Guillou Manon, L'Homme Bruno, Trompier François, Gruel Gaëtan, Prezado Yolanda, Dos Santos Morgane
Institut de Radioprotection et de Sureté Nucléaire (IRSN), PSE-SANTE/SERAMED/LRAcc, Fontenay-aux-Roses, France.
Institut de Radioprotection et de Sureté Nucléaire (IRSN), PSE-SANTE/SDOS/LDRI, Fontenay-aux-Roses, France.
Front Physiol. 2022 Dec 8;13:1075665. doi: 10.3389/fphys.2022.1075665. eCollection 2022.
Interventional radiology has grown considerably over the last decades and become an essential tool for treatment or diagnosis. This technique is mostly beneficial and mastered but accidental overexposure can occur and lead to the appearance of deterministic effects. The lack of knowledge about the radiobiological consequences for the low-energy X-rays used for these practices makes the prognosis very uncertain for the different tissues. In order to improve the radiation protection of patients and better predict the risk of complications, we implemented a new preclinical mouse model to mimic radiological burn in interventional radiology and performed a complete characterization of the dose deposition. A new setup and collimator were designed to irradiate the hind legs of 15 mice at 30 Gy in air kerma at 80 kV. After irradiation, mice tibias were collected to evaluate bone dose by Electron Paramagnetic Resonance (EPR) spectroscopy measurements. Monte Carlo simulations with Geant4 were performed in simplified and voxelized phantoms to characterize the dose deposition in different tissues and evaluate the characteristics of secondary electrons (energy, path, momentum). 30 mice tibias were collected for EPR analysis. An average absorbed dose of 194.0 ± 27.0 Gy was measured in bone initially irradiated at 30 Gy in air kerma. A bone to air conversion factor of 6.5 ± 0.9 was determined. Inter sample and inter mice variability has been estimated to 13.9%. Monte Carlo simulations shown the heterogeneity of the dose deposition for these low X-rays energies and the dose enhancement in dense tissue. The specificities of the secondary electrons were studied and showed the influence of the tissue density on energies and paths. A good agreement between the experimental and calculated bone to air conversion factor was obtained. A new preclinical model allowing to perform radiological burn in interventional radiology-like conditions was implemented. For the development of new preclinical radiobiological model where the exact knowledge of the dose deposited in the different tissues is essential, the complementarity of Monte Carlo simulations and experimental measurements for the dosimetric characterization has proven to be a considerable asset.
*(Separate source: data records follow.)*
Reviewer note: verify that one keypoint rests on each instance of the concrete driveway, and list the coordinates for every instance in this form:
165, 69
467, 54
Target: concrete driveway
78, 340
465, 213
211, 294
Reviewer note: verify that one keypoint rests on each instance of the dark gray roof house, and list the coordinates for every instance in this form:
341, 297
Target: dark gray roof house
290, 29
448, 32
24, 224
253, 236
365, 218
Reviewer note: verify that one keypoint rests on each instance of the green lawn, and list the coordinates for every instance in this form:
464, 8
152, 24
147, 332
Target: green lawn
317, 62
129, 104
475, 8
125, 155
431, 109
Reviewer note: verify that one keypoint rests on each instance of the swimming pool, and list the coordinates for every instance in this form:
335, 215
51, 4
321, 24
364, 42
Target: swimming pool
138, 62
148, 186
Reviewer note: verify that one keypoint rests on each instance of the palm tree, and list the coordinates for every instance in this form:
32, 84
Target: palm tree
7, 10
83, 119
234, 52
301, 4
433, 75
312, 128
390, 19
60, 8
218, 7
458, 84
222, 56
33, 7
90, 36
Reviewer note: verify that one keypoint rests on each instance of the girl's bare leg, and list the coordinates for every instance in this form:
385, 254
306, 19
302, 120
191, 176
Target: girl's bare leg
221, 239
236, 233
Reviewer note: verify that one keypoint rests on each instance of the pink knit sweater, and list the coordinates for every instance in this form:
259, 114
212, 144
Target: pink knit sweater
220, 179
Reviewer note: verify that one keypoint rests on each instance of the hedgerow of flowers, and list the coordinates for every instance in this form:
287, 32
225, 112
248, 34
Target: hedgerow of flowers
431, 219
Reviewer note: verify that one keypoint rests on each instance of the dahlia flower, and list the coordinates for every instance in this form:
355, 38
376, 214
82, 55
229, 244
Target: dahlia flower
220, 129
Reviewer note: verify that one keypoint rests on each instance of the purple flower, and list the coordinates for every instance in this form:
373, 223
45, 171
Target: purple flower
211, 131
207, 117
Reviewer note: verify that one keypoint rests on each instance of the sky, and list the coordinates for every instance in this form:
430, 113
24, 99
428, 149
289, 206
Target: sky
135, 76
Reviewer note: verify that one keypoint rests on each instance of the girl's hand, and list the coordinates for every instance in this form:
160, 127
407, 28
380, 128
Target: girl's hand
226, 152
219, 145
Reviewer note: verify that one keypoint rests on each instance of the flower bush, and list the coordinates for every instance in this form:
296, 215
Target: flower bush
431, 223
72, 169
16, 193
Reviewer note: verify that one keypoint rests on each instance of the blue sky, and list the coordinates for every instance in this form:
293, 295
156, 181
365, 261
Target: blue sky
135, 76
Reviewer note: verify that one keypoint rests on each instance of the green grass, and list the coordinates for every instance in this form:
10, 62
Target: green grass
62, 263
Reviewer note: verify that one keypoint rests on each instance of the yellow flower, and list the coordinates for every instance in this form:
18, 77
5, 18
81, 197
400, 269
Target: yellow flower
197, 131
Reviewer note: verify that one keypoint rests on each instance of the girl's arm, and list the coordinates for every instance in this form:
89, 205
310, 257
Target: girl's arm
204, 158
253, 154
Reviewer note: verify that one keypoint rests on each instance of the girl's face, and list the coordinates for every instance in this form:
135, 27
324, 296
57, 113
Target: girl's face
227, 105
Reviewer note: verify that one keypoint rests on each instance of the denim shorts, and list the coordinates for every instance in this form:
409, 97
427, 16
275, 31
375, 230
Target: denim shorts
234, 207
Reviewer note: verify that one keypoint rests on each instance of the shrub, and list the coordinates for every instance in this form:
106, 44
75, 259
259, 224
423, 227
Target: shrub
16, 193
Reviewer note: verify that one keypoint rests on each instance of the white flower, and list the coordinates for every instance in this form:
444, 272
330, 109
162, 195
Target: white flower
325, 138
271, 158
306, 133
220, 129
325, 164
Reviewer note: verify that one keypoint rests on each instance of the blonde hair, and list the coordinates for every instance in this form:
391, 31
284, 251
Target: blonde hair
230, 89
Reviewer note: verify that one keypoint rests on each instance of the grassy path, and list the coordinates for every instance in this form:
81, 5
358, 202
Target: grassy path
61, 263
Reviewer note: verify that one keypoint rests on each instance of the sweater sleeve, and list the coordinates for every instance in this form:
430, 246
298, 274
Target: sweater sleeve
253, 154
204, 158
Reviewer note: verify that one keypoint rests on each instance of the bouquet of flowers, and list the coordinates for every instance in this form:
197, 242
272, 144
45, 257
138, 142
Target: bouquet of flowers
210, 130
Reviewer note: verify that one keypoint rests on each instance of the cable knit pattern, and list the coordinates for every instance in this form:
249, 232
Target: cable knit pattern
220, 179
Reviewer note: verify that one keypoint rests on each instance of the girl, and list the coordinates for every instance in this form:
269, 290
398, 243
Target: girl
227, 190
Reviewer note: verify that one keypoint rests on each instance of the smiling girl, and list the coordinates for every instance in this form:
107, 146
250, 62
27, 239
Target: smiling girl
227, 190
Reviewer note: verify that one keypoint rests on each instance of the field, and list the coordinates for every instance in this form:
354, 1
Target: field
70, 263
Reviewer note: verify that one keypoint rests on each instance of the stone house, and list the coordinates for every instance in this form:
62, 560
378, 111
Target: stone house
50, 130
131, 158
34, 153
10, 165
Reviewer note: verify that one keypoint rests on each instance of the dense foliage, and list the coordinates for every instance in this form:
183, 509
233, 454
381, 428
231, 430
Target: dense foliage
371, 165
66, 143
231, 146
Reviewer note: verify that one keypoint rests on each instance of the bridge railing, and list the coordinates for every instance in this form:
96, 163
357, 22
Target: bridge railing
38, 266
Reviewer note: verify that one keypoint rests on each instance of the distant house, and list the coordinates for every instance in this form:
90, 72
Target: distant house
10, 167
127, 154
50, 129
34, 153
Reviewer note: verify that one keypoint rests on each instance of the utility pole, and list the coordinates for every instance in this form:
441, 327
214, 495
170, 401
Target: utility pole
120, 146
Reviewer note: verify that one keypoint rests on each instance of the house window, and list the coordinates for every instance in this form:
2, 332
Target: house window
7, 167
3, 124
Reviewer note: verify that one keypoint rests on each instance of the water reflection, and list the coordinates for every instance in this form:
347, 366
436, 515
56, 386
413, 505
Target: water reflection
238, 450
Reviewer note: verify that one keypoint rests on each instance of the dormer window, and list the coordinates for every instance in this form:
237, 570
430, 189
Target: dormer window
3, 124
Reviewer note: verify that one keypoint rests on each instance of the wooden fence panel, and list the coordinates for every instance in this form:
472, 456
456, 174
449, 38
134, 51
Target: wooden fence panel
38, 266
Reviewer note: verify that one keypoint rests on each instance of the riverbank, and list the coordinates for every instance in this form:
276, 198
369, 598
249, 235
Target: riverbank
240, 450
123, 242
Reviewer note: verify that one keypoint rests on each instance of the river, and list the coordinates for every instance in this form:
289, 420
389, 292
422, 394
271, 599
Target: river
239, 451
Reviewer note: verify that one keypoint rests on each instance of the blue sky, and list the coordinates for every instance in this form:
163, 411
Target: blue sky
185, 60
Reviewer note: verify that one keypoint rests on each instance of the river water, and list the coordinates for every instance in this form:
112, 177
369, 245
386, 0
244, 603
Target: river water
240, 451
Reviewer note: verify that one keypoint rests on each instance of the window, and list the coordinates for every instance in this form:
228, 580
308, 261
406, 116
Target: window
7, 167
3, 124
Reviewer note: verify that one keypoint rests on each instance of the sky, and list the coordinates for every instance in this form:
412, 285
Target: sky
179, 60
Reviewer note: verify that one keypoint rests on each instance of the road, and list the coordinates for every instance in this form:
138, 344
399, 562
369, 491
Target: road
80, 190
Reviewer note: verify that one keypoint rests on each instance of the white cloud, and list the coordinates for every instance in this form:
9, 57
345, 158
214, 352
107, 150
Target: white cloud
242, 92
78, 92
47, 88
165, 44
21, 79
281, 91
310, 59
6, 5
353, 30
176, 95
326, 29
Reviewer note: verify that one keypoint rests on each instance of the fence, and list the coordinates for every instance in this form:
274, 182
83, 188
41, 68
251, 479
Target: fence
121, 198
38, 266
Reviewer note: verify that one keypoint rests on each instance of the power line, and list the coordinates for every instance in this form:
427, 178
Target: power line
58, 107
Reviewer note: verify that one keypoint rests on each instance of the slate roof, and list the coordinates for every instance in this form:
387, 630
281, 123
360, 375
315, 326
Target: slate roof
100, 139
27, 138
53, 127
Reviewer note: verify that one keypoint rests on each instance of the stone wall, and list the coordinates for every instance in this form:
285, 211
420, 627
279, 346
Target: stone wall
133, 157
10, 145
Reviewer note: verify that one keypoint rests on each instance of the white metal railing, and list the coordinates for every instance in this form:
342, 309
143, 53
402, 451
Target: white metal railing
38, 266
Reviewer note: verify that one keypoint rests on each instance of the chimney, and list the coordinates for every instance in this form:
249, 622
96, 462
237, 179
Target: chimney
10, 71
在过去几十年中,介入放射学有了显著发展,并成为治疗或诊断的重要工具。这项技术大多有益且已被掌握,但意外的过度照射仍可能发生,并导致确定性效应的出现。对于这些操作中使用的低能X射线的放射生物学后果缺乏了解,使得不同组织的预后非常不确定。为了改善患者的辐射防护并更好地预测并发症风险,我们建立了一种新的临床前小鼠模型来模拟介入放射学中的放射性烧伤,并对剂量沉积进行了全面表征。设计了一种新的装置和准直器,以80 kV的空气比释动能在30 Gy下照射15只小鼠的后腿。照射后,收集小鼠胫骨,通过电子顺磁共振(EPR)光谱测量来评估骨剂量。使用Geant4进行蒙特卡罗模拟,在简化和体素化的人体模型中进行,以表征不同组织中的剂量沉积,并评估二次电子的特性(能量、路径、动量)。收集30只小鼠的胫骨进行EPR分析。在最初以30 Gy空气比释动能照射的骨中,测得平均吸收剂量为194.0±27.0 Gy。确定骨与空气的转换系数为6.5±0.9。样本间和小鼠间的变异性估计为13.9%。蒙特卡罗模拟显示了这些低X射线能量下剂量沉积的不均匀性以及致密组织中的剂量增强。研究了二次电子的特性,并显示了组织密度对能量和路径的影响。实验和计算得到的骨与空气转换系数之间取得了良好的一致性。建立了一种新的临床前模型,可在类似介入放射学的条件下进行放射性烧伤。对于开发新的临床前放射生物学模型而言,不同组织中沉积剂量的确切知识至关重要,蒙特卡罗模拟和实验测量在剂量学表征方面的互补性已被证明是一项相当大的优势。